I know I said I wasn’t going to write for a bit, but there’s been a couple more news stories about me, and I wanted to share a few thoughts.
Here’s yesterday’s response to my story. (Nelson Mail 25 March)
Here’s today’s, in which Paula Bennett says the usual stuff, and I respond. (Nelson Mail 26 March)
Here also is today’s editorial in the Nelson Mail, which is about me. (I will reproduce it in full in a separate post.)
As I said, I have been struggling not to read the comments on these articles, and when I have given into the masochistic urge to do so, I’ve felt sad and angry about the level of ignorance and lack of compassion on display.
This is not just a story about policy or law or government or tax dollars. This is a story about real people, and what they are really experiencing. It’s a story about fighting a culture of victimising our most vulnerable.
New Zealand’s culture of attacking and undermining those who need welfare support is so deep socialised that the term ‘bene-basher’ just trips off the tongue. People like Paula Bennett perpetuate this rhetoric when they continually roll out lines about how much welfare “costs our country.” It’s control-by-fear leadership. It’s trying to scare all those taxpayers into imagining scourges of beneficiaries, staggering towards them and clawing with zombie-hands at their wallets.
This is not the reality.
The reality is – even if this vital service (because no, we’re not a third world country that forces people to work even when they are crippled or fatally ill or mentally unwell) costs us – so what? Why are people so miserly and miserable that they would fight about the difference between the deserving and undeserving poor?
The stories I am receiving about WINZ mistreatment are not just petty complaints. They are serious allegations of misconduct. Beyond this, a theme that runs through them all is how utterly degrading and harrowing it is go to into a WINZ office.
People who complain about beneficiaries are the crux of the feeling of worthlessness that rolls over you when you walk in there. The feeling that you don’t deserve the support you are actually entitled to, and the terror that they’ll find some way of not giving it to you. This is not a personal belief. This is a belief that is created by our culture.
The feeling is one of deep intimidation and isolation.
It feels like this because it is a destructive power model. Because of repeated and systemic mistreatment. Because of blatant disrespect. You know that you’re about to have to fight, not just for your rights, but to be treated with dignity. That’s difficult enough when you’re well. When you’re not…

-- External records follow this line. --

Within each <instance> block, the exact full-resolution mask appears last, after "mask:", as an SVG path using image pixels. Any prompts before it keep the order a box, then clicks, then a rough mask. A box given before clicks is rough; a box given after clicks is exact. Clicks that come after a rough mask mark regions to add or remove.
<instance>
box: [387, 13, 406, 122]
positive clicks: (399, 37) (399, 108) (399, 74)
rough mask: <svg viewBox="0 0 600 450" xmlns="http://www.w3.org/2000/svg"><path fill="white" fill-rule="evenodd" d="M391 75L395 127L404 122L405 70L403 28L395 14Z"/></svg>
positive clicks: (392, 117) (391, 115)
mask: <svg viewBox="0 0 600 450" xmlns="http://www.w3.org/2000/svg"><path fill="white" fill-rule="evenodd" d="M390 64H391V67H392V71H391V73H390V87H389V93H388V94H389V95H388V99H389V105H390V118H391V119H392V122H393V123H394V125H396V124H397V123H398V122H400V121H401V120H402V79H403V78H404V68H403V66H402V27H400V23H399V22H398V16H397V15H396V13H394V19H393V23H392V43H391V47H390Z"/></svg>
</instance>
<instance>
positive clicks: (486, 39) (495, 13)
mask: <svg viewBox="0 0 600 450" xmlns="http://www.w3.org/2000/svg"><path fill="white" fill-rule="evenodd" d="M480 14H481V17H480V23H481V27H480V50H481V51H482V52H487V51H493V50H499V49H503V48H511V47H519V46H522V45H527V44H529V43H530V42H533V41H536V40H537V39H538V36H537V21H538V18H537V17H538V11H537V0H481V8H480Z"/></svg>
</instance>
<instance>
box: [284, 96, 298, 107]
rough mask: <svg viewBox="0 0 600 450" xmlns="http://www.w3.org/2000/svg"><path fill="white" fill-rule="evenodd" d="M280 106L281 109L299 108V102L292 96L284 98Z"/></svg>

It’s hard to maintain self-worth under these sorts of circumstances. And self-worth is kind of necessary to get a job.
It’s hard to maintain self-worth when the cultural belief beaten into you is that you’re at best lazy – and at worst a criminal.
WINZ is anĀ administrative body. They are there to administer the support the law says I am entitled to. So why do I feel like I am walking in there like a beggar on my knees?
Because of the cultural belief. Because of all the misconceptions about beneficiaries, and life on a benefit, that I have been fighting since the moment I started writing about all of this. That was always the point of my fight. (See pretty much all my posts since last July, especially this one: A beggar and a criminal.)
Now, I have to go rest again. I don’t really want to admit how tired and sick and vulnerable all of this is making me, because being the face of something means being a target, which is incredibly difficult, and if I don’t look brave it’ll only get worse.
I can take some sort of terrible comfort in the fact I’m not alone. Please send me your story. None of us are alone.